FIR Filter Design Based on CSD and MSD Concepts for Fixed Applications

Raseena K.A1, Vincy Mathew2

1Malabar College of Engineering and Technology, Department of Electronics and Communication, Thrissur, India
2Assistant professor, 1 Malabar College of Engineering and Technology, Department of Electronics and Communication, Thrissur, India

Abstract: In some applications the coefficients of FIR filters are remain fixed. This paper describes the design of FIR filter for fixed applications. The FIR filter design using transpose form structure is usually a pipelined architecture and it holds MCM (multiple constant multiplications) technique. This MCM technique results in large computation saving. In this paper, the speed of FIR filter is increased by combining CSD (canonic signed digit) and MSD (minimal signed digit) representation of numbers. The MSD representation is suitable for common sub expression elimination method. It significantly reduces the number of adders needed for in the filter design process. The proposed structure significantly reduces the area delay product (ADP) and energy per sample (EPS) than the existing FIR structure.

Keywords: FIR, MCM, CSD, MSD, ADP, EPS

1. Introduction

Many applications require FIR filters of large order to meet the stringent frequency specifications [2]–[4]. Very often these filters need to support high sampling rate for high-speed digital communication [5]. The number of multiplications and additions required for each filter output, however, increases linearly with the filter order. Chen and Chiueh have proposed a canonic sign digit (CSD)-based RFIR filter, where the nonzero CSD values are modified to reduce the precision of filter coefficients without significant impact on filter behavior. But, the reconfiguration overhead is significantly large and does not provide an area-delay efficient structure. The architectures are more appropriate for lower order filters and not suitable for channel filters due to their large area complexity. We explore the possibility of realization of block FIR filter in transpose form configuration in order to take advantage of the MCM schemes and the inherent pipelining for area-delay efficient realization of large order. The main contributions of this paper are as follows:

1)A low-complexity design method using MCM scheme for the block implementation of fixed FIR filters.
2)CSD and MSD representations of numbers increase the speed of FIR filter.
3)The proposed structure significantly reduces the area delay product (ADP) and energy per sample (EPS) than the existing FIR structure.

2. Filter Design

The input for the ADSL circuit requires 12 bits at 4 MHz. The ADC can be realized with a multistage multi bit sigma-delta modulator as suggested by Azadet, and followed by a suitable decimation filter to reduce the sampling rate and achieve the required resolution. We use a decimation factor of 16 to decimate from 64 MHz to 4 MHz. The pass band of the filter is 2 MHz with a pass band ripple of 0.001, which corresponds to the flat response of the filter. The stop band attenuation is specified according to the output word resolution. Considering 6 dB per bit, a minimum of -72 dB of attenuation is required to support the accuracy of our 12-bit output.

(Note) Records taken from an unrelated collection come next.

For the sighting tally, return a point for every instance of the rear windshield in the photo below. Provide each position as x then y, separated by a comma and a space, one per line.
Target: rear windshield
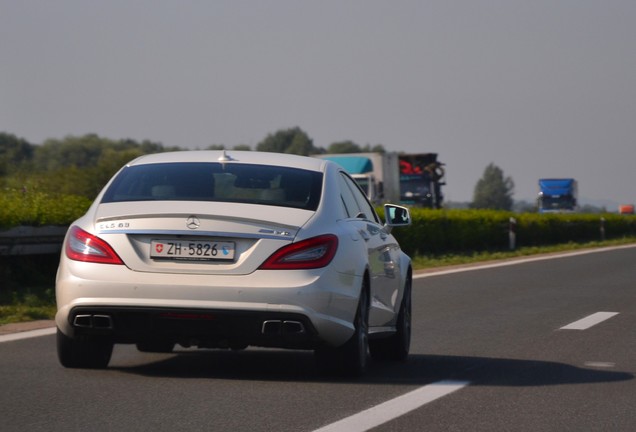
205, 181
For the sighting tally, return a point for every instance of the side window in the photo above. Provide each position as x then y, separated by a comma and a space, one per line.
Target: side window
351, 205
362, 204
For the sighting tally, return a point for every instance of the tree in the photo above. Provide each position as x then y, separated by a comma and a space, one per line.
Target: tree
493, 191
294, 141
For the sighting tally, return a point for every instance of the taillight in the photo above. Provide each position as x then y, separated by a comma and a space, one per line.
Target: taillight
82, 246
312, 253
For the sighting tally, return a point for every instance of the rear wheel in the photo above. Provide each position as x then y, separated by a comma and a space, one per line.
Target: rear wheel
397, 346
351, 358
83, 352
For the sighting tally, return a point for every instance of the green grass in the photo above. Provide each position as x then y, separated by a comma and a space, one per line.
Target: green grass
427, 262
36, 305
37, 301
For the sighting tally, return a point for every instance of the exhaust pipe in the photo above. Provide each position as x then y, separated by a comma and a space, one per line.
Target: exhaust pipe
277, 327
93, 321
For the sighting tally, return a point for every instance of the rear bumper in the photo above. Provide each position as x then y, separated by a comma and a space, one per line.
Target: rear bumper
204, 328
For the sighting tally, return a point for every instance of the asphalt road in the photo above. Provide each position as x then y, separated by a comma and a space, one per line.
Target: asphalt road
489, 353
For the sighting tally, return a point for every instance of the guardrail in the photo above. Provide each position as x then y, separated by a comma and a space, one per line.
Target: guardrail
27, 240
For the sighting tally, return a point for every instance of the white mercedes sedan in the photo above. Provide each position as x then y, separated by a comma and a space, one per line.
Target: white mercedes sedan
229, 249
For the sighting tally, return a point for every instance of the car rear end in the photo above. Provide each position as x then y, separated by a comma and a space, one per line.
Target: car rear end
222, 254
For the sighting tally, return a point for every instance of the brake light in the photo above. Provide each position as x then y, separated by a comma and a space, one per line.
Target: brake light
82, 246
312, 253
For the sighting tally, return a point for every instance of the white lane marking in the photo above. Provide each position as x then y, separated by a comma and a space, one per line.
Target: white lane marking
600, 364
394, 408
589, 321
28, 334
516, 261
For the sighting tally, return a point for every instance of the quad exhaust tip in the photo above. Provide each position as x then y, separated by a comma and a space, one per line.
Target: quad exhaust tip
93, 321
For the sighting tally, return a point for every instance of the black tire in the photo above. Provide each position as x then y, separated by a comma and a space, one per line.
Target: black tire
397, 346
351, 358
83, 353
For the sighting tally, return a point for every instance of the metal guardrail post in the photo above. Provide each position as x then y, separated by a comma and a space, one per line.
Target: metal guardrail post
29, 240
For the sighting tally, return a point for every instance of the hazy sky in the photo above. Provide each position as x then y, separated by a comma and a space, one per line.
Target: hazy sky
540, 88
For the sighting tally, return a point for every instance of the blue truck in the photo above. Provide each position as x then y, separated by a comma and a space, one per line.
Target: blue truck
557, 195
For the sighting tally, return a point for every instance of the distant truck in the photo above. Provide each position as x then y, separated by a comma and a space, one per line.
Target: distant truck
411, 179
558, 195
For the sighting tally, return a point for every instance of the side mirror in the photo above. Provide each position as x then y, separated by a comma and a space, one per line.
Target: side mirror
396, 215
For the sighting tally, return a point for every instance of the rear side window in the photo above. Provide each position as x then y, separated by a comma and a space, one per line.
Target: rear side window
229, 182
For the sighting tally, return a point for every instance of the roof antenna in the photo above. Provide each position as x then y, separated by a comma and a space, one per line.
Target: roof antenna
225, 157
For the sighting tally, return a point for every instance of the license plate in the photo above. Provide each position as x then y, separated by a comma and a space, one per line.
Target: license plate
196, 250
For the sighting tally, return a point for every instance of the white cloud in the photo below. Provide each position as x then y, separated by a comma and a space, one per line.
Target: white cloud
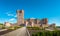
9, 14
54, 20
12, 20
15, 16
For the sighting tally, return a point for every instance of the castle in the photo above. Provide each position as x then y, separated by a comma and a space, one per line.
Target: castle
31, 21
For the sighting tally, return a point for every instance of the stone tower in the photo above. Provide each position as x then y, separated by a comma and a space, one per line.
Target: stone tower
20, 17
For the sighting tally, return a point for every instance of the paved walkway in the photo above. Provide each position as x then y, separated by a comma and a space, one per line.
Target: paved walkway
19, 32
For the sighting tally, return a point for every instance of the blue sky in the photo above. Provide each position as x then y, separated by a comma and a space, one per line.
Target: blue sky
32, 8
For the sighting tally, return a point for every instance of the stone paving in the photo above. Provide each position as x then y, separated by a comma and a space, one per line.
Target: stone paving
19, 32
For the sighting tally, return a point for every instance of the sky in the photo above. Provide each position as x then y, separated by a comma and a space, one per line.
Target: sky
32, 9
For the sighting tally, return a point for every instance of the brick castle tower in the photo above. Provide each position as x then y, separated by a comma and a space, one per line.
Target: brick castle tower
20, 17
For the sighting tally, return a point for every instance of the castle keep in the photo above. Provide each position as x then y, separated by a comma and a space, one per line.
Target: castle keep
31, 21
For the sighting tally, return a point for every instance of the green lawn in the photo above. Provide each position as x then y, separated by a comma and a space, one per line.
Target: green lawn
47, 33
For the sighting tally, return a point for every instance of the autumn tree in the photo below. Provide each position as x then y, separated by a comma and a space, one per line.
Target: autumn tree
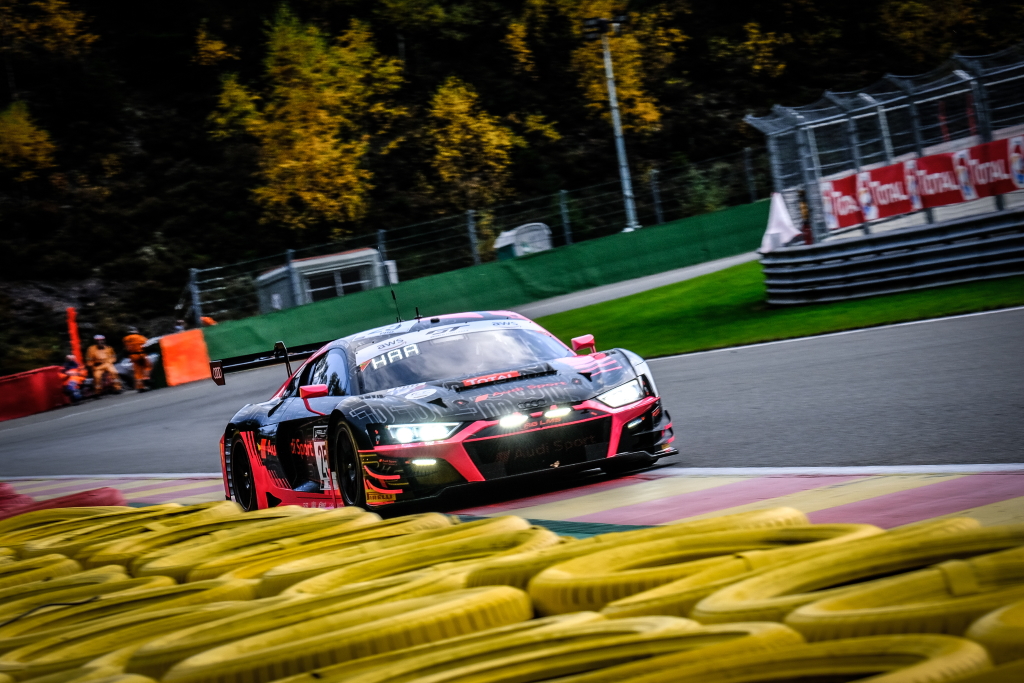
25, 147
639, 55
472, 150
49, 26
325, 107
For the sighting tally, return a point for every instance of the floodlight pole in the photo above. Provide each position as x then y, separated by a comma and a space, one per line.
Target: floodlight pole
624, 167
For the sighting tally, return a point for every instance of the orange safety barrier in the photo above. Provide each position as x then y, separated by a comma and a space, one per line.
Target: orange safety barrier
30, 392
184, 357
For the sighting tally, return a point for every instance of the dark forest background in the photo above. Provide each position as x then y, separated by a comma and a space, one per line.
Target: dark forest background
140, 139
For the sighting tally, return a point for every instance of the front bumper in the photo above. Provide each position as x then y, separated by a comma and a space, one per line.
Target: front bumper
482, 452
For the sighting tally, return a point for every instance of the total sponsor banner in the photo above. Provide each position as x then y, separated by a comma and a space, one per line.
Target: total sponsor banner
984, 170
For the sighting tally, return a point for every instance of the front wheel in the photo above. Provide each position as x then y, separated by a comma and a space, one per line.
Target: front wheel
346, 464
243, 486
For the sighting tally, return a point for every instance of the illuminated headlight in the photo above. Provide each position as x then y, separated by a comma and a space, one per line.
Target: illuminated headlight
512, 421
430, 431
623, 394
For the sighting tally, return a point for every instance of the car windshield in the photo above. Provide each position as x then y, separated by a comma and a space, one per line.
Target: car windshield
458, 355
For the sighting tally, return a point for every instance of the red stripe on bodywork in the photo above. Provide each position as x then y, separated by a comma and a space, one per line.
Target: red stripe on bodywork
554, 497
934, 500
718, 498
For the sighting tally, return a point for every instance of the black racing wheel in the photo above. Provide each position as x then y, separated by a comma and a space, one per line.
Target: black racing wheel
346, 464
243, 486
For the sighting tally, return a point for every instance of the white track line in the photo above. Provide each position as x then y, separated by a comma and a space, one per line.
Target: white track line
826, 471
837, 334
135, 475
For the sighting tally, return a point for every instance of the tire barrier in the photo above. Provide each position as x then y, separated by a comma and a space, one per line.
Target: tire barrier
353, 634
282, 552
37, 568
774, 594
276, 580
40, 624
1001, 632
561, 650
457, 551
519, 570
944, 598
678, 597
593, 581
84, 644
924, 658
290, 595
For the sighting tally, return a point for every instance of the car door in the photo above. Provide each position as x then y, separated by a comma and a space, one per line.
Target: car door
302, 434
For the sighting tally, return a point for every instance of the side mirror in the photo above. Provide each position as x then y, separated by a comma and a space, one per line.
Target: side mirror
312, 391
587, 341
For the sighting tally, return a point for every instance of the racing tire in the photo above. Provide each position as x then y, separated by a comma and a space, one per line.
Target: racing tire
1001, 632
347, 467
243, 484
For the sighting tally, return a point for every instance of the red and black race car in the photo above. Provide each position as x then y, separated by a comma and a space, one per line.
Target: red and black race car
404, 412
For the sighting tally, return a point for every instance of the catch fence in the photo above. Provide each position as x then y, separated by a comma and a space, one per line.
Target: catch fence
662, 196
958, 107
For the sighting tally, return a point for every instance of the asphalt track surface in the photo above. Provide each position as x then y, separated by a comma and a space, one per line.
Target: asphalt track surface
946, 391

After the decimation filter is decided, we use the VHDL to implement the hardware. As the input signals are fed from the sigma-delta modulator to the multiplexer, which is used to choose which one input signal will be sent to the comb filter, the decimation filter will process the input signal with down rate of 128. Note that the comb filter works with larger value of down rate (=16), whereas that of FIR is 2. The main function of FIR is to strain the high-frequency noise. Furthermore, we need to emphasize that this research is focused on the integration of comb filter and low pass (LP) finite impulse response (FIR) to implement an application-specific integrated circuit (ASIC).

Figure 1: Digital filter design

In order to verify the frequency-divided function of decimation filter, we firstly use the MATLAB software to complete this verification. Fig. 1 shows the Simulation block of decimation with MATLAB software. Note that the input signal is operating with 2.5 kHz. After oversampling, the...
sampling frequency is up to 2.56 MHz and feeds to the input of the first stage of FIR filter. The input 2.56 MHz signal will be divided by 128 and send to the output of the decimation filter. That is, the output frequency is 20 kHz. This means that the high-frequency noise which is higher than 20 kHz will be removed from the decimation filter. In practice, if we feed the decimation filter with frequency of 2.5 kHz, the main frequency, 2.5 kHz, is filtered out obviously at the output port of the decimation filter.

In addition to the architectural-level technique, circuit-level techniques are also presented and used in the FIR filter implementation. In the CSHM structure, adders are critical for performance. A new carry-select adder, which is based on the dual transition skewed logic (DTSL), is presented and efficiently used in our filter implementation. The proposed carry-select adder based on DTSL is superior to the Domino-based carry-select adder in terms of power and performance. Flip-flops are also crucial elements from both a delay and power standpoint. Conditional capture flip-flop (CCFF) is explained and used in our filter design. CCFF is a dynamic style flip-flop that has a negative setup time and small clock-to-output delay. Moreover, depending on data switching activity, CCFF also reduces the power consumption.

Using the CSHM presented in the figure 2, a 10–tap FIR filter with programmable coefficients has been implemented for fabrication. FIR filter can be implemented in direct form (DF) [1] or transposed direct form (TDF) architecture.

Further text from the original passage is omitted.